О безусловном доверии к данному источнику биографии О. Берггольц можно говорить определенно, без сомнений, поскольку ее дневник — это совершенный образец жанра, обжигающий своей откровенностью и глубиной авторского самораскрытия. Именно эти особенности жанра дневника становятся тем необходимым условием, позволяющим на его основе возникнуть особой жанровой модификации документально/мемуарно-(авто)биографической прозы — исповеди.
В истории литературной исповеди встречаются разные целеустановки обращения авторов к данной жанровой модификации. Однако в большинстве случаев классическая исповедь в литературе — это произведение, отличающееся установкой на полную авторскую откровенность. Как справедливо отмечает А. Горячева, «жанр исповеди на сегодняшний день — это единственный возможный, последний, не обесценивший еще сам себя, прозаический жанр». Уточним лишь, что данная мысль, верная по своей сути, едва ли применима к постмодернистской литературе, представители которой в целях эпатажа публики меньше всего заботятся о сохранении жанровой «чистоты» исповеди.

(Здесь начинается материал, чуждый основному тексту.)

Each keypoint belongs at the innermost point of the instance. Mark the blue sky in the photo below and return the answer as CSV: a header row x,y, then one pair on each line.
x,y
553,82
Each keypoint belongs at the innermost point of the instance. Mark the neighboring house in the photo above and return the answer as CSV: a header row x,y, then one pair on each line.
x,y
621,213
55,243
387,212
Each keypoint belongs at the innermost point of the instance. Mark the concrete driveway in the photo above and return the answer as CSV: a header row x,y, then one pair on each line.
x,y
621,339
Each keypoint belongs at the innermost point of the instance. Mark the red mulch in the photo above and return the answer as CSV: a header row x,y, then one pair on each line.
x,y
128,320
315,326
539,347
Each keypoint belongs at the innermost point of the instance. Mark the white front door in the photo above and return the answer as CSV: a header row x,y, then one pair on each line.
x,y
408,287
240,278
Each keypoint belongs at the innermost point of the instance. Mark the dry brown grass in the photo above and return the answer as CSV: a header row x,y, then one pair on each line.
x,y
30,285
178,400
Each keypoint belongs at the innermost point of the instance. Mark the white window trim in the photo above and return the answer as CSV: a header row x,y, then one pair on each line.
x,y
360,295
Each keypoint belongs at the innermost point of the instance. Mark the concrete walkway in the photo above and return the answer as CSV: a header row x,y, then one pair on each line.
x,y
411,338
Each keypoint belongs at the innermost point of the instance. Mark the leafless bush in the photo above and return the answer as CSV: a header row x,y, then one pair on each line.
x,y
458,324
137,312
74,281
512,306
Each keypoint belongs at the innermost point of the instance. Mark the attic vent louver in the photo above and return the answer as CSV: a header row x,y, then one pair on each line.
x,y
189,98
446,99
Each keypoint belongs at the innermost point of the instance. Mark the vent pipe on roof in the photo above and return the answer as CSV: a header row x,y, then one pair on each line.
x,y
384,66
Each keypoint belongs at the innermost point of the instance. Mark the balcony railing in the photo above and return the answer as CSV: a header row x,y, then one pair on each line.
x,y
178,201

Если обратиться к основным вехам творческого пути О. Берггольц, то перед нами предстает достаточно типичный портрет преуспевающей советской поэтессы: в четырнадцать лет в стенгазете «Красный ткач» опубликовано первое стихотворение «Ленин», за которым последовали новые с такими же красноречивыми названиями («Песня о знамени» и др.); участие в деятельности литературной группы «Смена», входящей в состав Ленинградской ассоциации пролетарских писателей; знакомство с М. Горьким, который высоко оценил талант начинающего автора; принятие в 1934 году в Союз Советских писателей. К 1936 году О. Берггольц — известная поэтесса, автор множества книг: «Зима-лето-попугай» (1930 г.), «Глубинка. Казахстанские рассказы-очерки» (1932 г.), «Стихотворения» (1934 г.), «Книга песен. Стихотворения» (1936 г.). В это время О. Берггольц избавлена от внутренних противоречий. Своим творчеством она приветствует коммунистический миропорядок.
Спокойное течение жизни прерывается в трагическом для советской истории 1937 году. За «связь с врагом народа» Б. Корниловым (первый муж поэтессы) О. Берггольц исключена из кандидатов в члены ВКП (б) и Союза писателей, а в ночь с 13 на 14 декабря 1938 года по сфабрикованному делу арестована как участница контрреволюционной деятельности. «Я провела в тюрьме 171 день», — запишет в дневнике О. Берггольц на двенадцатый день после освобождения. Именно с этого дня — 15 июля 1939 года — она начнет вести свой тайный дневник, отличающийся открытой исповедальностью. Пребывание в тюрьме лишит О. Берггольц внутреннего покоя, внесет в ее жизнь раскол. Дневник станет отдушиной, где поэтесса сможет оставаться самой собой — не лгать и не лицемерить. Параллельно, с постоянными цензурными затруднениями, будет продолжаться официальное творчество, отвечающее господствующей идеологии.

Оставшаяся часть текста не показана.